Maricota: Mais eu quero casá com o Bastião.
Bastião: Aí quem num qué é meu padrin.
Juvenal: Pois é muito novo i num imbuxou ninguém.
Bastião: (puxando Maricota) Num seja pur isso. Vem Maricota.
Delegado: Fica quieto aqui, seu fio dum cão sarnento.
Inocência: Que isso seu dotô?
Padre: Vamos casá-los todos.
Delegado: é o melhor mesmo.
Dalberto: Si meu pai num qué, eu num caso.
Delegado: Casa.
Dalberto: Num caso.
Delegado: Casa ou vai pro xilindró.
Dalberto: Eu caso, perfeitamente.
Celestino: (com ares de satisfação) E Maricota, também casa, não?
Juvenal: Craro qui não!
Delegado: Casa.
Juvenal: Num casa.
Delegado: Então quem vai pru xilindró é você.
Juvenal: Casa e com a minha bênção.
Inocência: Acho qui tudo vai si arresolvê, né D. Filó.
D. Filó: Graças a Deus, d. Inocência, graças a Deus.
Delegado: Então Padre, quando podemos realizar os casórios?
Padre: hoje mesmo. Eu os conheço a todos e sei que não há nem um impedimento. Façamos a celebração logo mais a noitinha. Afinal a questão é de urgência.
Delegado: Pois então, tá resolvido.
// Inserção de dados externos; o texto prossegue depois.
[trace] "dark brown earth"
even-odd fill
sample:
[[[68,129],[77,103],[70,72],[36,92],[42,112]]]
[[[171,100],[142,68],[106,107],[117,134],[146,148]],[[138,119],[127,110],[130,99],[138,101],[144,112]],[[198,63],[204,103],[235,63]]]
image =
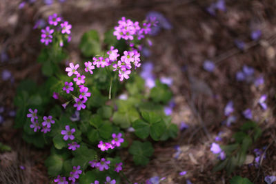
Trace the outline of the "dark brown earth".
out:
[[[205,8],[212,1],[196,0],[67,0],[60,5],[43,5],[37,1],[32,6],[19,10],[18,0],[0,0],[0,50],[6,50],[9,59],[0,63],[0,72],[10,70],[14,82],[0,79],[0,105],[13,110],[12,100],[17,85],[23,79],[42,81],[40,65],[36,58],[41,48],[39,32],[32,30],[37,18],[46,18],[53,12],[61,14],[72,25],[72,42],[68,48],[71,61],[79,61],[77,45],[83,32],[96,29],[103,34],[125,16],[142,21],[147,12],[158,11],[173,26],[151,38],[152,56],[157,76],[170,76],[176,107],[173,122],[185,121],[190,127],[175,140],[155,145],[155,152],[146,167],[135,166],[127,150],[122,150],[127,176],[141,182],[152,176],[166,177],[163,183],[228,183],[235,175],[248,177],[254,183],[265,183],[266,176],[276,175],[276,3],[273,0],[226,1],[227,12],[213,17]],[[260,29],[262,39],[252,41],[252,30]],[[239,51],[234,40],[247,44]],[[216,62],[213,73],[202,68],[203,61]],[[265,83],[260,88],[238,83],[235,73],[246,64],[262,74]],[[268,108],[262,110],[257,101],[262,94],[268,96]],[[238,121],[230,127],[221,125],[225,120],[224,108],[228,101],[234,101]],[[223,143],[231,141],[231,135],[244,122],[241,112],[250,108],[254,119],[263,130],[262,137],[250,150],[269,145],[266,157],[259,169],[244,165],[229,176],[224,171],[211,172],[217,159],[210,145],[219,132],[223,131]],[[0,183],[3,177],[10,183],[47,183],[49,179],[43,166],[47,151],[24,143],[21,130],[12,128],[13,119],[4,112],[5,121],[0,126],[0,141],[12,147],[12,152],[0,154]],[[266,121],[264,121],[266,119]],[[204,131],[205,130],[205,131]],[[182,152],[173,158],[179,145]],[[19,165],[24,165],[25,170]],[[179,173],[187,171],[180,176]]]

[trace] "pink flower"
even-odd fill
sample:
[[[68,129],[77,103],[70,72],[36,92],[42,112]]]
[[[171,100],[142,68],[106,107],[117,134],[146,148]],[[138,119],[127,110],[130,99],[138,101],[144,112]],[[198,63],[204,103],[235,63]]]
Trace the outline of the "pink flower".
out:
[[[86,79],[86,76],[84,75],[77,74],[76,77],[74,78],[73,80],[76,82],[77,85],[80,85],[81,83],[84,83],[86,82],[84,81],[84,79]]]
[[[90,61],[85,62],[84,65],[86,66],[86,68],[84,68],[84,71],[86,71],[86,72],[89,71],[89,72],[92,74],[93,72],[92,71],[92,70],[95,69],[95,66],[92,65],[92,63]]]
[[[73,63],[69,63],[70,67],[67,67],[65,69],[65,71],[68,72],[68,75],[71,76],[72,74],[77,74],[79,72],[77,71],[79,65],[77,64],[75,66],[74,65]]]
[[[73,83],[72,82],[65,82],[64,83],[64,87],[62,88],[62,90],[63,91],[66,91],[67,94],[70,93],[70,91],[73,91],[74,90],[74,88],[72,87],[73,85]]]

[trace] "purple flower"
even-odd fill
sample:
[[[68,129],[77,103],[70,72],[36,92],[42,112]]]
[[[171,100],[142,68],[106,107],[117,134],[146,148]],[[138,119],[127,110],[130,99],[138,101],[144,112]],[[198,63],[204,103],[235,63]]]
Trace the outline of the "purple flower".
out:
[[[259,104],[262,106],[263,110],[266,110],[266,108],[267,108],[266,103],[264,103],[264,101],[266,100],[266,97],[267,97],[266,95],[264,94],[259,99]]]
[[[84,100],[87,101],[87,97],[90,97],[91,96],[91,93],[88,92],[88,88],[85,87],[83,85],[79,85],[79,92],[81,94],[79,96],[80,99],[83,99]]]
[[[92,63],[90,61],[85,62],[84,65],[86,66],[86,68],[84,68],[84,71],[86,71],[86,72],[89,72],[91,74],[92,74],[93,71],[92,71],[92,70],[95,69],[95,66],[92,65]]]
[[[121,167],[122,165],[123,165],[123,163],[121,162],[120,162],[119,163],[116,163],[115,169],[114,170],[117,172],[119,172],[122,170],[122,167]]]
[[[244,116],[246,119],[252,119],[252,118],[253,118],[252,112],[251,112],[251,110],[250,110],[250,108],[248,108],[248,109],[246,109],[246,110],[244,110],[244,111],[242,112],[242,114],[244,115]]]
[[[56,13],[53,14],[52,15],[50,15],[48,19],[49,24],[53,25],[55,26],[57,26],[59,22],[61,21],[61,17],[57,17],[57,14]]]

Tem casório hoje.
Juvenocência: Ti amo, Dalberto.
Dalberto: Também ti amo, minha flô!
Maricota: Ti amo, Bastião.
Bastião: Também ti amo Maricota.
Padre: Tudo na santa paz.

Cena X
(Entra um guarda correndo)

Guarda: Seu delegado, seu delegado...
Delegado: Respira e fala homem de Deus. O que aconteceu pra você vira assim tão esbaforido.
Guarda: Dona Tristina... seu delegado... seu delegado... dona Tristina tá lhe chamando... é urgente... urgente, seu delegado.
Delegado: Calma, respira com calma. Pronto. Já está bom, não está.

(O guarda faz um gesto de cabeça)

Delegado: Então agora fala com calma o qui aconteceu?
Guarda: É sua fia, seu delegado, sua fia tá imbuxada e ela num qué fala quem foi qui lhe feiz mar!
Juvenocência: Mar nada, é muito é du bom, sô!
Guarda: Ela num qué falá quem foi não. Ela num qué falá si foi o Dalberto ou si foi o Bastião.
Delegado: É hoje qui eu mato um.

(Levanta o revólver da tiros para cima, todos correm, cai o pano.)